Escape Religious Cage • Jan 10, 2026
Saul and the World Around him in 26 A.D. • Oct 28th 2025
Can the human heart survive when impossible religious laws collide with brutal political demands? Before he became the Apostle Paul, 18-year-old Saul was dedicated to a strict system of legalism, meeting teachers of the Mosaic Law, such as Gamaliel, known as ‘the looser’. Gene Edwards guides us through the volatile year of AD 26, when this intense spiritual devotion clashed with the cruelty of Pontius Pilate, who sought to break the Hebrew people’s will by imposing pagan standards in their holiest cities. Yet, while Saul wrestled with the strictness of ‘the binder,’ he began to hear powerful whispers from the desert about a strange, unclean prophet. This man, John the Baptist, thundered against sin and announced that the Kingdom of Heaven was “very, very near”. Come and understand the dramatic spiritual landscape that prepared Saul for his ultimate destiny.
Now the new procurator, Pontius Pilate by name, arrived in Judea, being a harsh, rough, and sometimes even cruel, if not sometimes even disastrous, ruler. He decided to quell and break the will of the Hebrew people immediately. He had no more come by ship, docked in the harbor of Cessarea by the sea, taken his place in the palace, which also had a jail beneath it, a prison. A few days after his arrival, the Jewish people in Caesarea and in Jerusalem woke up to find that during the night, something called standards had been placed all over the city, both in Caesarea and Jerusalem. Now, these were, by Jewish minds, heathen flags intended to promote heathenism and did not belong in Jerusalem and should not be in Caesarea.
Remember these words that the population of Caesarea by the Sea was 50% Jewish and 50% Gentile, 50% heathen, and 50% of it Jewish. The Jews of Caesarea immediately asked for an audience with the governor and received it, in which they implored him to remove the standards. He said they would stay. For a Jew, this was blasphemy and in Jerusalem even worse. And so, a delegation from different parts of Judea asked for another audience with the governor. But rather than giving it to them, he made a plot; he would receive the Jews in a room filled with Roman soldiers. At a given point, he would tell them that if they did not immediately leave his room with their foolish requests, they would all have their heads cut off. And all the soldiers would instantly pull out this Roman sword.

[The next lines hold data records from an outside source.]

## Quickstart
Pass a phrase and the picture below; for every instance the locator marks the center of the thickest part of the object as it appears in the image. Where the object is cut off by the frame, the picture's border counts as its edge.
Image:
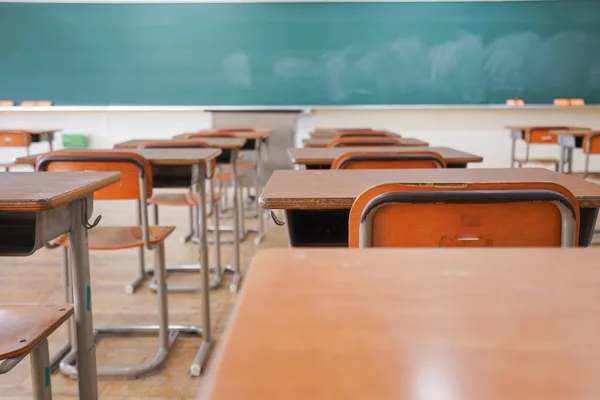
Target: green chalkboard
(300, 53)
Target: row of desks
(47, 184)
(408, 323)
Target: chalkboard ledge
(299, 109)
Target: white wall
(477, 130)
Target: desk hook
(277, 221)
(84, 217)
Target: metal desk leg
(235, 270)
(561, 159)
(40, 372)
(82, 299)
(259, 213)
(200, 359)
(513, 151)
(68, 293)
(570, 153)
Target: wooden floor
(37, 279)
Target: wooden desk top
(324, 142)
(32, 323)
(330, 133)
(557, 128)
(33, 131)
(331, 189)
(325, 156)
(155, 156)
(354, 324)
(35, 191)
(220, 143)
(257, 134)
(575, 133)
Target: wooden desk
(322, 158)
(186, 158)
(248, 135)
(170, 167)
(39, 135)
(36, 208)
(221, 143)
(318, 203)
(517, 132)
(383, 324)
(227, 145)
(324, 142)
(330, 133)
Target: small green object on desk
(74, 140)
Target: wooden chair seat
(26, 326)
(181, 199)
(119, 237)
(589, 175)
(8, 166)
(550, 161)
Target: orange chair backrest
(36, 103)
(359, 134)
(515, 102)
(132, 167)
(15, 139)
(465, 215)
(235, 129)
(591, 142)
(356, 130)
(365, 142)
(561, 102)
(576, 102)
(540, 136)
(389, 160)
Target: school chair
(25, 331)
(465, 215)
(389, 160)
(361, 134)
(15, 139)
(366, 142)
(135, 184)
(224, 174)
(537, 137)
(191, 200)
(590, 146)
(36, 103)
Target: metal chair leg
(68, 297)
(167, 334)
(40, 371)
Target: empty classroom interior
(299, 199)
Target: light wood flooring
(37, 279)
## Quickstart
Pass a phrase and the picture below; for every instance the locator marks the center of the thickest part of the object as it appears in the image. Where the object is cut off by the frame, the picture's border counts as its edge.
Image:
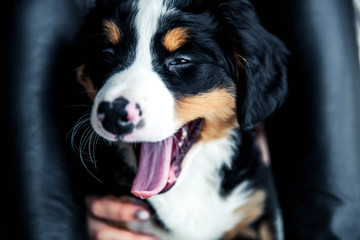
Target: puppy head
(177, 72)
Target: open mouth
(160, 163)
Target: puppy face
(176, 72)
(154, 69)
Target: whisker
(87, 144)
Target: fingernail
(142, 215)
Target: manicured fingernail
(142, 215)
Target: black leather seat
(314, 138)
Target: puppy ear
(260, 63)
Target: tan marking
(175, 38)
(217, 108)
(86, 82)
(112, 31)
(265, 232)
(262, 143)
(252, 210)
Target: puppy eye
(108, 54)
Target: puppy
(183, 84)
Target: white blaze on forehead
(149, 12)
(140, 84)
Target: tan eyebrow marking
(175, 38)
(112, 31)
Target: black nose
(114, 117)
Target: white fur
(193, 209)
(140, 84)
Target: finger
(111, 209)
(101, 231)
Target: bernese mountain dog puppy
(180, 86)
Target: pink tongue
(154, 167)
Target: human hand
(104, 210)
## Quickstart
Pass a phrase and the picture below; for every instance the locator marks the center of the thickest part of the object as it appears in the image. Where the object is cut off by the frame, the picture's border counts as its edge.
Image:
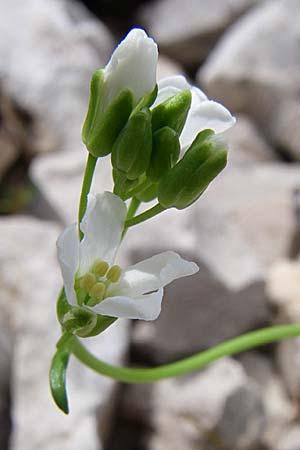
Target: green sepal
(58, 370)
(188, 179)
(132, 150)
(121, 183)
(96, 89)
(62, 306)
(91, 324)
(146, 101)
(172, 112)
(148, 194)
(106, 126)
(165, 153)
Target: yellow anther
(100, 268)
(87, 281)
(98, 290)
(114, 273)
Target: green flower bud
(103, 123)
(121, 183)
(165, 153)
(148, 194)
(172, 112)
(187, 180)
(132, 149)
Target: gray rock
(247, 145)
(6, 355)
(167, 67)
(217, 408)
(288, 354)
(280, 411)
(238, 228)
(190, 318)
(289, 440)
(187, 33)
(53, 86)
(283, 288)
(29, 272)
(58, 45)
(255, 69)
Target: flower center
(91, 288)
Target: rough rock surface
(247, 145)
(283, 288)
(255, 69)
(190, 318)
(30, 279)
(54, 81)
(6, 354)
(288, 354)
(220, 407)
(188, 31)
(241, 225)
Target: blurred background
(244, 232)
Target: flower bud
(148, 194)
(165, 153)
(121, 183)
(172, 112)
(132, 149)
(103, 125)
(187, 180)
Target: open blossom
(203, 113)
(93, 280)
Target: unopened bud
(165, 153)
(103, 121)
(187, 180)
(132, 149)
(172, 112)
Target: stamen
(87, 281)
(100, 268)
(114, 273)
(97, 292)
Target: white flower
(92, 280)
(132, 66)
(203, 114)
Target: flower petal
(102, 226)
(67, 252)
(145, 307)
(203, 115)
(132, 66)
(154, 273)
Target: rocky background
(244, 233)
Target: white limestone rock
(255, 69)
(31, 281)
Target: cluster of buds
(164, 138)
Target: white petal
(207, 114)
(154, 273)
(132, 65)
(67, 252)
(102, 226)
(145, 307)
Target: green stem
(145, 215)
(144, 185)
(198, 361)
(132, 209)
(86, 186)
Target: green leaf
(57, 377)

And so, the Jews came in and implored Pontius Pilate to please remove the standards. He immediately made his declaration. The swords came out from the fists of every Roman soldier in the room, and, expecting the people to scream and leave in fear, all of the Jews fell on their faces before the feet of Pontius Pilate and pulled back their hair, exposing their necks, inviting death. Pontius Pilate had underestimated the monotheistic Hebrews.
Horrified and remembering that he had a letter to write to the emperor and knowing that he dared not slaughter in his first week a large number of Jewish leaders, he gave in, and the next day the standards were all removed, but he would wait for his revenge. And he would wait for his revenge. The year was 26 AD. But there was something else that happened besides Tiberius moving out of Rome to Capri and from Pontius Pilate coming into Jerusalem in Cessarea and being met by devout Jews willing to die with their heads severed to have those pagan symbols removed.
And it was this. It was a very strange-looking man who had appeared out of nowhere. The hair of camels had been turned into threads and woven into a garment. It was an unclean animal, and it was rumored that he ate locusts, which were also considered unclean, and ate wild honey as his food. His hair had never been cut. His eyes were as black as coal, as was his hair, which reached almost to the ground. And instead of coming into the cities to proclaim the word of God, he began preaching where caravans crossed in their paths and began to denounce the whole world by his strong and fervent words out there in the desert.
The people had to come to John rather than John coming to them. Sometimes he was in the wilderness in Judea, and crowds came. And there were times that he was near the Jordan River, and the crowds came to Galilee. And sometimes he crossed the Jordan River and baptized on the other side of Jordan, a word that hardly fell freely from the mouth of any devout Jew; beyond the Jordan was beyond Israel. And it said that he thundered against sin, that he thundered by name against some, and he also announced that the kingdom of heaven was very, very near.
His words were correct, for He (Jesus), “the kingdom” – He was very near. At 18, Saul, at every opportunity he got, learned all he could about what this almost insane-looking madman was saying. He was announcing the coming of the Messiah, and he was calling out that he himself was nothing but a cry out in the Judean wilderness. And so, did he listen, and so, did he plan and wait for the passing of years until the day he could leave home and go to Judea, perhaps meet this strange prophet, and sit at the feet of Simon or Gamaliel, until he would reach the age of somewhere between 20, 22, or 24. He had even found some of his kinsmen who agreed to let him live with them. In fact, they had looked forward to his coming. In fact, their names were Andronicus and Junia.